Quanto ao verbo lembrar e sua regência, pode-se afirmar que na oração, abaixo, não está correta a alternativa:
Lembro-me de que muitas vezes, quando a mãe cozinhava, da panela subia cheiro algum.

Alternativas
Comentários
  • O verbo "lembrar-se" pode ser usado sem o pronome também, né? No caso, sem o uso de preposição como complemento. Eu não achei que a letra C está gramaticalmente errada. Mas eu posso está completamente errada, corrijam-me, por favor.

  • CUIDADO

    A questão não possui gabarito

    A forma verbal "lembrar" pode possuir diferentes transitividades, das quais duas interessam à questão em comento:

    Como transitivo indireto e pronominal, indicando o ato de recordar, caso em que será conjugado com a presença simultânea do pronominal oblíquo e da preposição que acompanha o objeto indireto;

    "Lembrei-me de deixar o lixo ao lado da placa."

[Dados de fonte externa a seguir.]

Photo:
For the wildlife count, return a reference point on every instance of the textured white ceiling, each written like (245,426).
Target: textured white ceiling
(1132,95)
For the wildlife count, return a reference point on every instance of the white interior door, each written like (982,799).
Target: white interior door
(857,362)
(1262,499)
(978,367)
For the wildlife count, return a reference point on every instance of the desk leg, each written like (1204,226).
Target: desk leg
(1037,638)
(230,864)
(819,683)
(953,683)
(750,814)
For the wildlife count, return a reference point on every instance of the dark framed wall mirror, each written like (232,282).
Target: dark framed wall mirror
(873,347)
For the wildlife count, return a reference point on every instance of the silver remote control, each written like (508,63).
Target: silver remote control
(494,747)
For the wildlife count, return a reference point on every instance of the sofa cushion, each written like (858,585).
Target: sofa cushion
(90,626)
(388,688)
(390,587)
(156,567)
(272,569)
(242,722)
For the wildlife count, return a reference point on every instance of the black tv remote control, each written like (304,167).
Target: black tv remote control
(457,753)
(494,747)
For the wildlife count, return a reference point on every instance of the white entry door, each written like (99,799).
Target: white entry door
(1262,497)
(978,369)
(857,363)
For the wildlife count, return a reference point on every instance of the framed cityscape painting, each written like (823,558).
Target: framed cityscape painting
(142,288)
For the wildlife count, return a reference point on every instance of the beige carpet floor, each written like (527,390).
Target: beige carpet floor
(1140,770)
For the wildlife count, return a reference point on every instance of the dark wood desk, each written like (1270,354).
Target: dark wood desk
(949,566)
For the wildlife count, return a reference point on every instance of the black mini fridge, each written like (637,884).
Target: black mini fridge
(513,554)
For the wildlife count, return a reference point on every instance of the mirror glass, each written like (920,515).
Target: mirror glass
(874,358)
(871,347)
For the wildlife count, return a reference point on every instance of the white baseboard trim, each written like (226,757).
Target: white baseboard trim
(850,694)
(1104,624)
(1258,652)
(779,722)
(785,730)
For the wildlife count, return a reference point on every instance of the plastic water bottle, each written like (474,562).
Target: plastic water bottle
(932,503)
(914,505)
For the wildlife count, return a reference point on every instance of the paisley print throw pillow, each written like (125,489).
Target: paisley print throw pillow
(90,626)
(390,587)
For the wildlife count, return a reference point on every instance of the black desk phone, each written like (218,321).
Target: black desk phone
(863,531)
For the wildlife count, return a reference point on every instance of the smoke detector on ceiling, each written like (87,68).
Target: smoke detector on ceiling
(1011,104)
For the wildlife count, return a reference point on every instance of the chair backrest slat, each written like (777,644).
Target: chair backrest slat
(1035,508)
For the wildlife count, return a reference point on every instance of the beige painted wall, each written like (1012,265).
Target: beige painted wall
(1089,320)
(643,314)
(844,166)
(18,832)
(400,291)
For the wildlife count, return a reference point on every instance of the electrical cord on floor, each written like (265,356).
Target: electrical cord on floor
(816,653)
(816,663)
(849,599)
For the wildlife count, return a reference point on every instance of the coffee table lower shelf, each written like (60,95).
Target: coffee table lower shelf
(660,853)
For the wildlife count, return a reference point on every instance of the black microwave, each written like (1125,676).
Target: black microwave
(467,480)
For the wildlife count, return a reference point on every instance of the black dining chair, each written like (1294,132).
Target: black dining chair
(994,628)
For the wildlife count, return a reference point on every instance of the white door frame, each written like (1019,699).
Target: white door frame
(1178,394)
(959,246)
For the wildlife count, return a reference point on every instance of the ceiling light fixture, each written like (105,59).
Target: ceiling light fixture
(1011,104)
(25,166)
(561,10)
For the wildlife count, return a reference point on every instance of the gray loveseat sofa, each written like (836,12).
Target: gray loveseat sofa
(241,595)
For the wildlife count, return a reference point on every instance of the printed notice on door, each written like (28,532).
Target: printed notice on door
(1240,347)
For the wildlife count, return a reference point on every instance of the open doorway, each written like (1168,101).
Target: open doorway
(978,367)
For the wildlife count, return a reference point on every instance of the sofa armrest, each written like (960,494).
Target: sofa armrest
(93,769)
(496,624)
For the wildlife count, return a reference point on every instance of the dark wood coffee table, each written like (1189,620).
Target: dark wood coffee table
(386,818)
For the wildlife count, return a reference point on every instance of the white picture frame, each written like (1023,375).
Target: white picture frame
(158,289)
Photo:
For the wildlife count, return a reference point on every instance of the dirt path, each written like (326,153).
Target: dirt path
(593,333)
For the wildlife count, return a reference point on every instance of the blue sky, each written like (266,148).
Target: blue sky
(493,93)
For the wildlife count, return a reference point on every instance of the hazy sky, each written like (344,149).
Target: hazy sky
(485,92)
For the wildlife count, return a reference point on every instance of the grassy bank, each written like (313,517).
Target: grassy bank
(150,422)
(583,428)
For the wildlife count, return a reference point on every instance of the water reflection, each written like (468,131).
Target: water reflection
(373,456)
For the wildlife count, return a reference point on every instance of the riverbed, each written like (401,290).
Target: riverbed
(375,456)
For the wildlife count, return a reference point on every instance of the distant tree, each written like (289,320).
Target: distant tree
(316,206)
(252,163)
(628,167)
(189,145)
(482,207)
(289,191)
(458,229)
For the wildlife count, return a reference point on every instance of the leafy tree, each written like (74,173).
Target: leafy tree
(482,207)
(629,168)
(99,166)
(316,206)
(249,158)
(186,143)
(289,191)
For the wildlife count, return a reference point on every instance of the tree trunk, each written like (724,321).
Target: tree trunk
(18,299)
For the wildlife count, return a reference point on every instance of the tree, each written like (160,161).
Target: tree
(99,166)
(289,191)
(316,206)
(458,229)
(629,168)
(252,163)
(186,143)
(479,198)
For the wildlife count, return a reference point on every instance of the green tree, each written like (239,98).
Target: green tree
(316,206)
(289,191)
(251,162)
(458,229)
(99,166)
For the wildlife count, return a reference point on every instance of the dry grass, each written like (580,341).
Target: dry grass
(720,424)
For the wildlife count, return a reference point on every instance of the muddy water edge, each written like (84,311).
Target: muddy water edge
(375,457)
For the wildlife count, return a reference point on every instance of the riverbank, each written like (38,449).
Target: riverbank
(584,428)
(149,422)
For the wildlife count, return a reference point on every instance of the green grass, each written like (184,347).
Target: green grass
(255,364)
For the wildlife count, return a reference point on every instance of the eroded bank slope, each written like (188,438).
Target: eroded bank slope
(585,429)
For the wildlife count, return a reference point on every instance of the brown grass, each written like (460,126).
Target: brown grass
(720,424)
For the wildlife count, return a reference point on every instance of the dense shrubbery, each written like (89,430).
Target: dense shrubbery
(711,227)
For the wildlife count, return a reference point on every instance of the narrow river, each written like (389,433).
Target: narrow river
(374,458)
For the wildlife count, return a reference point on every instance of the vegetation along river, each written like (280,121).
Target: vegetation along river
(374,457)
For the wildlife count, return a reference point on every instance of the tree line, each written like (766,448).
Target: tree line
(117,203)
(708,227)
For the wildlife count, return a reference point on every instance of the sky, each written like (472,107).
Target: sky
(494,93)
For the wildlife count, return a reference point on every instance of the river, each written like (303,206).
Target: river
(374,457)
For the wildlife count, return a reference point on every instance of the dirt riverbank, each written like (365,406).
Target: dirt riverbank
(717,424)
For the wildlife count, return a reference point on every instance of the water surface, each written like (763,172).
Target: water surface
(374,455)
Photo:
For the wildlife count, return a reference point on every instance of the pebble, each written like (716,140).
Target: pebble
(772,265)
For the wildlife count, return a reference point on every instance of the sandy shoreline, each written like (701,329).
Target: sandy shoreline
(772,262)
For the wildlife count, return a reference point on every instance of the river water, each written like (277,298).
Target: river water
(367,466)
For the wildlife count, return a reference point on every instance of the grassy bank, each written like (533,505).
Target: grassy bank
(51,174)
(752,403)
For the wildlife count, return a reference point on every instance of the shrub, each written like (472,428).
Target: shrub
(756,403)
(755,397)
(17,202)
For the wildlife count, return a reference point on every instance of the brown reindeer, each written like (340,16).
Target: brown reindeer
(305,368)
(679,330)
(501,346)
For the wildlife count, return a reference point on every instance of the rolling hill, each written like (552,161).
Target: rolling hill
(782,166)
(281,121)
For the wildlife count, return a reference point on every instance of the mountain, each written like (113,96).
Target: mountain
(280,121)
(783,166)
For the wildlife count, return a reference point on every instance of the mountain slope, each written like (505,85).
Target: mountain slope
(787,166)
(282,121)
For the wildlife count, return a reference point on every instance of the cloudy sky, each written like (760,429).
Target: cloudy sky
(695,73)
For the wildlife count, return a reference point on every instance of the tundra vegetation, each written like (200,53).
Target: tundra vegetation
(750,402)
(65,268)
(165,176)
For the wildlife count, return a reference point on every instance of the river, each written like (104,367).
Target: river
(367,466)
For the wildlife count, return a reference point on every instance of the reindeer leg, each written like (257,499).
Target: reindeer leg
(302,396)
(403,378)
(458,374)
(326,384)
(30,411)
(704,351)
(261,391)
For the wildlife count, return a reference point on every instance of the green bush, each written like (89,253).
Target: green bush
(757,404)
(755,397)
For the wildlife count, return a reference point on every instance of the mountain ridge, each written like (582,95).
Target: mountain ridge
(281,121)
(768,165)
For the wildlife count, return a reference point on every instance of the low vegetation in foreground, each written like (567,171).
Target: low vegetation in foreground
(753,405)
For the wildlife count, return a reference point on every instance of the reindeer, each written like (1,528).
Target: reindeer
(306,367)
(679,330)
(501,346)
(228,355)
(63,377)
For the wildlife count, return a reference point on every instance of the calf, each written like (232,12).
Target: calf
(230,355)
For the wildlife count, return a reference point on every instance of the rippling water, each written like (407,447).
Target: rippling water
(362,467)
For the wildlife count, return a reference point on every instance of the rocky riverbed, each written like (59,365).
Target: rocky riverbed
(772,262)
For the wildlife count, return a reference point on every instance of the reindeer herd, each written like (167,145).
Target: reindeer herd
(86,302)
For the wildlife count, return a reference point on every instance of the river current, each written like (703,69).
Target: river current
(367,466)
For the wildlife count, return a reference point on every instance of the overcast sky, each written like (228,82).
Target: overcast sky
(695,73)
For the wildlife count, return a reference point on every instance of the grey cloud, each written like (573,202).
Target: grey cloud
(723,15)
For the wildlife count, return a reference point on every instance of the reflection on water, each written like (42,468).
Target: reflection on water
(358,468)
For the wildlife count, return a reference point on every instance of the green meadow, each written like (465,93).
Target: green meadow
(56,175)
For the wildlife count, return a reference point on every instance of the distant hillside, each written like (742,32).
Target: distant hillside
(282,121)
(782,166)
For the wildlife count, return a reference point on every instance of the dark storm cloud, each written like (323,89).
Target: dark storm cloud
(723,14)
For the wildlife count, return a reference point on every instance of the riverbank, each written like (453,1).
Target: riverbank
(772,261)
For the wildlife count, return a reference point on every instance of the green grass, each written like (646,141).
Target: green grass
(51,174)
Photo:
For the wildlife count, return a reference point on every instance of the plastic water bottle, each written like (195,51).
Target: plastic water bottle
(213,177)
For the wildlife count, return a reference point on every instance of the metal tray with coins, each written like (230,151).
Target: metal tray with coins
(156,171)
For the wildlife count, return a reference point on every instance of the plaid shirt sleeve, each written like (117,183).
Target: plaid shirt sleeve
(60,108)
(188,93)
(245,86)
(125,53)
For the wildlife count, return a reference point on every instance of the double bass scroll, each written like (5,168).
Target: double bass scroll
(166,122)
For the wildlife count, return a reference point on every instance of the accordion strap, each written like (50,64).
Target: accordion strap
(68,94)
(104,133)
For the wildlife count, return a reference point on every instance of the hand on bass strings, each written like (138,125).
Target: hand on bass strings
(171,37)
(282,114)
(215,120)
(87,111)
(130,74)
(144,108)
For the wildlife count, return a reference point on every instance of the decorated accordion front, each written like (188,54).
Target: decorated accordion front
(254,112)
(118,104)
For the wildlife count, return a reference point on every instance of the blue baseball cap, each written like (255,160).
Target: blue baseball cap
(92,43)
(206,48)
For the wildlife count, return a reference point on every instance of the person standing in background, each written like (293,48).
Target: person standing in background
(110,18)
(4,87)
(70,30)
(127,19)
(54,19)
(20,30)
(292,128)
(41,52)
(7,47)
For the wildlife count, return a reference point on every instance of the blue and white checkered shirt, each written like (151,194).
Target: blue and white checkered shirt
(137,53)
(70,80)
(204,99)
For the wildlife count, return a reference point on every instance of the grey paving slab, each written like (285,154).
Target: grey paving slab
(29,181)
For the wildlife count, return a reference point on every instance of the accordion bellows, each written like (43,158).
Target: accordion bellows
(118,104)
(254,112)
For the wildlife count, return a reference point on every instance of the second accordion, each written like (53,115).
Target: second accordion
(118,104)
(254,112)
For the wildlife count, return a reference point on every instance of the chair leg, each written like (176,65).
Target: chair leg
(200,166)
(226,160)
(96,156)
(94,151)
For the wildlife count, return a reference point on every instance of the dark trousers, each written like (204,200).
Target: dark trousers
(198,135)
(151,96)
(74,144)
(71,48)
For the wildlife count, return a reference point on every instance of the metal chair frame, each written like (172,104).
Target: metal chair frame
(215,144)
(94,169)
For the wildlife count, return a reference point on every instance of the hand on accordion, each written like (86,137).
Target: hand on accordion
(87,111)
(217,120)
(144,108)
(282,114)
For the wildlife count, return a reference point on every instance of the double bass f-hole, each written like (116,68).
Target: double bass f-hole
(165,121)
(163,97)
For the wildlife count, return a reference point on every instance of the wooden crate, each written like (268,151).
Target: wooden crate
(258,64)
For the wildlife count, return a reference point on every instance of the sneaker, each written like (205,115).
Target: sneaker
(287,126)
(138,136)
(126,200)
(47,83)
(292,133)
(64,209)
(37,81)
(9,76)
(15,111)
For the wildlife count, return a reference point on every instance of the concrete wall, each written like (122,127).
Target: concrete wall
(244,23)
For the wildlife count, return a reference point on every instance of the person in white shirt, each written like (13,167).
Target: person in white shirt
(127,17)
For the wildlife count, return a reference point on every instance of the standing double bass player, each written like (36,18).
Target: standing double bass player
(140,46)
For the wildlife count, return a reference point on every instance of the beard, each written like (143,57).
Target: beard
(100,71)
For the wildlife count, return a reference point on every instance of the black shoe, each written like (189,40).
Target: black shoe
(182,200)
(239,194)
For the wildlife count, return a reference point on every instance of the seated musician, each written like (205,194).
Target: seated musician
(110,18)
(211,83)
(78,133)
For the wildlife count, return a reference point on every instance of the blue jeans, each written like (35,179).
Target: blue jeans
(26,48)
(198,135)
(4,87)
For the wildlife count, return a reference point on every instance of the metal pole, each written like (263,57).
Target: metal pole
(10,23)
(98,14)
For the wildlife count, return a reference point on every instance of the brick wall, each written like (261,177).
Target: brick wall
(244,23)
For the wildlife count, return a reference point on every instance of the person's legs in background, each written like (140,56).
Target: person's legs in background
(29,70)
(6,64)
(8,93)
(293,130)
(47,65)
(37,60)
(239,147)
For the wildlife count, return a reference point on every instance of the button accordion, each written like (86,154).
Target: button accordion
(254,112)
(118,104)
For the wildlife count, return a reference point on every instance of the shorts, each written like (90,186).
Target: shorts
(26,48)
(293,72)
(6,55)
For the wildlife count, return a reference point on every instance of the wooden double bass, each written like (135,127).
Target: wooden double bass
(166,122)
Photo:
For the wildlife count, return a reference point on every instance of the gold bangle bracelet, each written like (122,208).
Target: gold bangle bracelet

    Como transitivo direto, indicando o ato de trazer algo à memoria, sugerir, ser semelhante;

    "Este lugar lembra minha antiga cidade."

    Dito isso, solicita-se julgamento das assertivas sobre a regência do verbo "lembrar" nas construções:

    A) Andando pela velha casa, lembrava-me da minha infância.

    Correta. O verbo está empregado como transitivo indireto e pronominal, com sentido de recordar.

    B) Ninguém se lembrava do que tinha acontecido. 

    Correta. O verbo está empregado como transitivo indireto e pronominal, com sentido de recordar.

    C) Essa casa lembra o meu tempo de criança sapeca.

    Correta. O verbo está empregado como transitivo direto, com sentido de ser semelhante, sugerir.

    D) Como nós não nos lembramos do que se passou?

    Correta. O verbo está empregado como transitivo indireto e pronominal, com sentido de recordar.

    Gabarito da banca na alternativa C

    Gabarito correto ausente

  • Essa casa lembra o meu tempo de criança sapeca.

    quem lembra , lebra de alguma coisa logo se pede preposição . Fé em deus

  • O posicionamento do colega Ivan está correto, e a questão não possui gabarito.

    Leia-se o trecho e façamos uma observação acerca de uma particularidade do verbo "lembrar(-se)".

    "Lembro-me de que muitas vezes, quando a mãe cozinhava, da panela subia cheiro algum."

    É imperioso tomarem cuidado com memorizações sistemáticas e combater fortemente a arbitrariedade de bancas de concursos. Explico-me por que motivo. Consoante lição de Celso Pedro Luft, em Dicionário Prático de Regência Verbal, p.351, quando o verbo destacado acima for pronominal (lembrar-se, lembrar-me, lembrar-nos, lembrar-vos, etc.) e seguido de conjunção subordinativa integrante "que", poderá ser VTD ou VTI, havendo a possibilidade de elipse da preposição "de". Isso nos leva a concluir que a reescritura a seguir encontra-se em perfeita harmonia com a norma culta:

    "Lembro-me que muitas vezes, quando a mãe cozinhava, da panela subia cheiro algum."

    O caro aluno deve perguntar-se: "mas esse 'que' é conjunção integrante?" A resposta é sim. É conjunção. Os termos estão em ordem alterada, fora da posição natural. Veja um fragmento de uma possível reescritura, pois ficará claro a natureza da partícula "que":

    "Lembro-me que subia cheiro algum (...)"

    Pois bem, em análise às alternativas, verifica-se quase que de imediato inexistir erro de regência no verbo "lembrar(-se)": em todas as ocorrência ele tem a mesma acepção e apresenta adequada regência: quando dispensa pronome oblíquo (me, te, se, lhe, etc.) é transitivo direto (lembrar); quando exige, transitivo direto e indireto (lembrar-se de...).

  • Mas que assunto chato, esse de regência.

  • eu não entendi o que a questão queria...

  • Esquecer/lembrar

    Quando não forem pronominais: sem preposição - VTD.

    Ex.: Esqueci o casaco dele. 

    Quando forem pronominais: preposição de - VTI.